During many of my out of state trips to lightly hunted states, I saw mature bucks chasing does at will in open areas seemingly with no fear of potential hunter consequences. On some of those hunts I would see as many P&Y caliber bucks in a single week as I would see at home in five entire seasons. 

If hunting in a pressured area and you are an astute observer, you will notice a sudden decline in mature buck and doe activity as well as signposting around the second week of November indicating the main breeding phase has begun.  

In the rural areas there can be 20 or more small parcel property owners per square mile and in such areas the odds of the buck you may have on camera being taken by another bow or gun hunter beyond your property line during the rut phases is high, so why not consider taking advantage of the situation and plan a couple strategic bow hunts within any bedding area you may have access to.   

Interior bedding area locations should be hunted during the rut phases and are situations where all day hunts are advised. You should commit to being set up and quiet by at least an hour and a half prior to daybreak and not leaving until half hour after dark. The early arrival should assure that you do not spook deer with entries and late exits should be after the deer have left the bedding area. 
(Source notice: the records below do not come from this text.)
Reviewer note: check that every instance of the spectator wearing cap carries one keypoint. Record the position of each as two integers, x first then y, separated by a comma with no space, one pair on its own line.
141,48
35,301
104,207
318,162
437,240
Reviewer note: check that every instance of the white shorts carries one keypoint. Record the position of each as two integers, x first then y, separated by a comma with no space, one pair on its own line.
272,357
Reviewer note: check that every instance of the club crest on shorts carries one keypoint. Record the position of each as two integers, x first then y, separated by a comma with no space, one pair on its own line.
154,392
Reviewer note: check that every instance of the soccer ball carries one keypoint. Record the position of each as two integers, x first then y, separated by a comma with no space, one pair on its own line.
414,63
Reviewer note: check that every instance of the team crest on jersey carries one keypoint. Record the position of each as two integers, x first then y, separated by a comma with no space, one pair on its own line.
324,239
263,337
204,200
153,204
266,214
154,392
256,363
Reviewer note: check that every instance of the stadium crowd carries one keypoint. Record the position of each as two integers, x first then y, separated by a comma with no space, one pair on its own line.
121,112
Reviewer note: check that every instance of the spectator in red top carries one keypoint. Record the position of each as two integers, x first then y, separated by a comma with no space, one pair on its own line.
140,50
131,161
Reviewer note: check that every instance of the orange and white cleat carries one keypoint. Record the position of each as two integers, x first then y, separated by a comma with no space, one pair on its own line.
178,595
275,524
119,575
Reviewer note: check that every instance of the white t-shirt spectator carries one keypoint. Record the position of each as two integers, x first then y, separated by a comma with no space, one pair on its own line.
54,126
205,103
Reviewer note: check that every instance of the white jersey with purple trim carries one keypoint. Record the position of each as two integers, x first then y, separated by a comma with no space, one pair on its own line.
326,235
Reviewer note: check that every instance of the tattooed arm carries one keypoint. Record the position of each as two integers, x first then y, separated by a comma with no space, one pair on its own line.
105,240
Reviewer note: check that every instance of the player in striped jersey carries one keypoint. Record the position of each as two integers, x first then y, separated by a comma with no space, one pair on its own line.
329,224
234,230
All day hunts are grueling, but if you do them tactically and in the right types of locations, a kill opportunity could occur any time of day. Also, if you have other prime rut locations outside bedding areas, give them the opportunity to produce before hunting bedding area interiors.   

There is one exception to hunting within bedding areas. If there are several hunters on the same property and they all have equal authority, if you decide to hunt the bedding areas, they may want too as well. Interiors of bedding areas are not for party hunting, but rather for very specific and strategic solo hunting. So, if that’s the case, leave it alone. 

Scent Control

For decades I was aware of the furious rut bedding area activity but knew from previous experiences that I couldn’t go in due to the likelihood of getting winded. My scent control regimen was simply not adequate for the unpredictable movements that happen within bedding areas, because in bedding areas, deer can come in from any direction, I couldn’t count on deer only being upwind of me. After several hunts where bucks would chase does to my downwind side and then one or the other, or both would spook, I quit hunting bedding area interiors. 

During my first 35 bow seasons I tried sprays, baking soda washes, washing my clothing in non-scent detergents, cover scents, airing my clothing outside, smoking my clothes, and whatever else was available, but nothing kept me from getting winded by downwind deer. I always hunted the wind. 

But for the past 21 seasons since properly caring for, storing, and using ScentLok’s activated carbon lined garments, I pay absolutely no attention to wind direction and never get winded. Having a serious scent control regimen that works is a must when hunting interiors of bedding areas where deer can move in any direction and where the chasing and breeding of does, has no routine.